BERMAN: Well, let me ask this question, though, David Gregory. Because John Avlon just said Republicans getting some spine here. I think the President just snapped the spine. I do not think Republicans are going to say this is not enough. We’ve already heard from Marco Rubio, saying, “Well, I'm glad the President corrected himself.” Newt Gingrich, “I’m glad the President clarified his remarks here.” This seems like it’s going to be enough for the people in the President’s party to say, “Okay, he walked this back.”
GREGORY: Yeah, I mean, I don’t think we have much evidence of the sustained attempt to really hold the President accountable. Mitch McConnell saying that, you know, the Russians need to know that we’re not going to let this happen again. You know, how is that going to be done when you have the President, who’s undermining any attempt to hold the Russian leader accountable, hold the Russian intelligence apparatus accountable? It seems very difficult to marshal the political will to do very much. The President is never really going to give on any of this. If he acknowledges the depth of what happened in 2016, then it undercuts his arguments against the Mueller investigation and whatever the findings are of that. His whole effort has been to delegitimatize the investigation, as you know, this entire meddling was something that was just a very small thing.
AVLON: And I think that’s where, I think Republicans, if they want to prove this is sustained, if they take it seriously, and want to be the adults in the room and, you know, a co-equal branch of government, they can take actions like protecting the Mueller investigation. They can actually start stepping up pressure on sanctions. They can not only denounce the statements but affirm their support for NATO and say the President can’t unilaterally remove himself from it, anticipating that problem. There are things Republicans in Congress can do and should do to show that this isn’t simply a problem with optics.
CAMEROTA: Margaret, what do you think happens next? Quickly.

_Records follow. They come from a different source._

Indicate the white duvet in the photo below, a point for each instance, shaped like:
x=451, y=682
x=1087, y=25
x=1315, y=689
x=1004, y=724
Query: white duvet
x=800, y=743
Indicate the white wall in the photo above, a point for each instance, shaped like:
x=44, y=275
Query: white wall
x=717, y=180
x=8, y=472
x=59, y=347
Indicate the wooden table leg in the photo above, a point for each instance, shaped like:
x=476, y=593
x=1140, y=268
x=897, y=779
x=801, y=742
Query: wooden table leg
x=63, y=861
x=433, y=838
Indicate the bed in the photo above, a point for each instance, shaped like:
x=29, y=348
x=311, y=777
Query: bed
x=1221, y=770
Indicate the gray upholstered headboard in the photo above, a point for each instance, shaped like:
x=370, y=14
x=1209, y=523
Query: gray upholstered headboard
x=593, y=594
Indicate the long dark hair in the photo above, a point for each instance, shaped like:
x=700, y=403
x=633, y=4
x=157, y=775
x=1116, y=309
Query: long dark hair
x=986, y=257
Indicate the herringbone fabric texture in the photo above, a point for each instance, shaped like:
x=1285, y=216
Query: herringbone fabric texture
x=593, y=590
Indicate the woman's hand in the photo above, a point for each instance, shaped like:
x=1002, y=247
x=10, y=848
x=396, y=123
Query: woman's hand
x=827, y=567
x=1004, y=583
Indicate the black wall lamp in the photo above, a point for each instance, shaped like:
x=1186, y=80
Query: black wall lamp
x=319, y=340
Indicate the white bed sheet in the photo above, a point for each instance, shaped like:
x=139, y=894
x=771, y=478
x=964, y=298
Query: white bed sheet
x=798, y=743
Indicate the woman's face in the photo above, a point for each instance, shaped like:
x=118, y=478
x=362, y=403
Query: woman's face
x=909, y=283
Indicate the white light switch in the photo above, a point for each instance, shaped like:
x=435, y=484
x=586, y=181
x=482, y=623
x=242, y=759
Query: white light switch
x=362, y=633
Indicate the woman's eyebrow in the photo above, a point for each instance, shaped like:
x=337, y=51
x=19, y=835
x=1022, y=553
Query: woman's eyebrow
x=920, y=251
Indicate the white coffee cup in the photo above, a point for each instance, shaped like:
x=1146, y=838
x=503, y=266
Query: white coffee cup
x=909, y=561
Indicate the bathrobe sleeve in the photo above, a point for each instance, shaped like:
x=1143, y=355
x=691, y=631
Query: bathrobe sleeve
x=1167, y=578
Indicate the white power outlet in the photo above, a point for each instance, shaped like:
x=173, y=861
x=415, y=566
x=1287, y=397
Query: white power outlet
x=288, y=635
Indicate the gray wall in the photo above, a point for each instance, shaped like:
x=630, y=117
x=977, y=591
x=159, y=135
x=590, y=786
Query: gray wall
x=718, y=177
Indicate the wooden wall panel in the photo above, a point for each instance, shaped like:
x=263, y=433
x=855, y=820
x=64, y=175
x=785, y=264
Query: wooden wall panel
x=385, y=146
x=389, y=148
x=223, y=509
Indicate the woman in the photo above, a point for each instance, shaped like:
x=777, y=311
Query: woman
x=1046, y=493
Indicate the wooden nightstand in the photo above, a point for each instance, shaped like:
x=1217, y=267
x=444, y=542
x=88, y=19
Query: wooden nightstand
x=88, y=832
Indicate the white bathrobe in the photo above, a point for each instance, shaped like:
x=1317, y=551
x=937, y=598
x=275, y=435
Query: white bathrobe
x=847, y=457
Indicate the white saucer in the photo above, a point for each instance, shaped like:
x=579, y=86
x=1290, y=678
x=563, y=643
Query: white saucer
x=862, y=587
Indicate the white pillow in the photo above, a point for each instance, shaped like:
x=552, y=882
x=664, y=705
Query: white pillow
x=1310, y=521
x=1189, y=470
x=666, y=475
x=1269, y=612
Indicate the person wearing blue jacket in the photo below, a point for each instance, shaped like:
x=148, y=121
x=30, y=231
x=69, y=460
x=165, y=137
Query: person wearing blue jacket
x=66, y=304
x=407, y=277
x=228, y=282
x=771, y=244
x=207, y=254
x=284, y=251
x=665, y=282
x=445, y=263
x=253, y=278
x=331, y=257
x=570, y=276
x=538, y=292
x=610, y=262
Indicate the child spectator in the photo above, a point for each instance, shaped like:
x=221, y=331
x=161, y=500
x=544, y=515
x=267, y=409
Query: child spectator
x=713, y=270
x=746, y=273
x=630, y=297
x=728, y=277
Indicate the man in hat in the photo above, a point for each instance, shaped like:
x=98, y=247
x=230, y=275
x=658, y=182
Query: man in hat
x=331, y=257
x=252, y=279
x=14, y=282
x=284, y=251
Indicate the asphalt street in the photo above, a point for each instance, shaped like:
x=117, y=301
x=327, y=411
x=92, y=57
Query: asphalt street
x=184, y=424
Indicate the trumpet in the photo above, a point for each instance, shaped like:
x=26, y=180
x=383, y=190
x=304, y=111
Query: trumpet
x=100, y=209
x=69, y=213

TALEV: Well, I think two things are going to happen, and one is that the polling is going to sort of trickle in, and Republicans…not just the president but Republicans will get a better sense of if and how this affect midterms. And a lot of what Republicans do next is going to spring from that. And the second thing that’s going to happen is that the President is going to continue to talk about this over the next couple of days, and that will give us a sense of whether he’s decided to try to tamp this down or whether he is, indeed, going to do the infamous backlash to the backlash.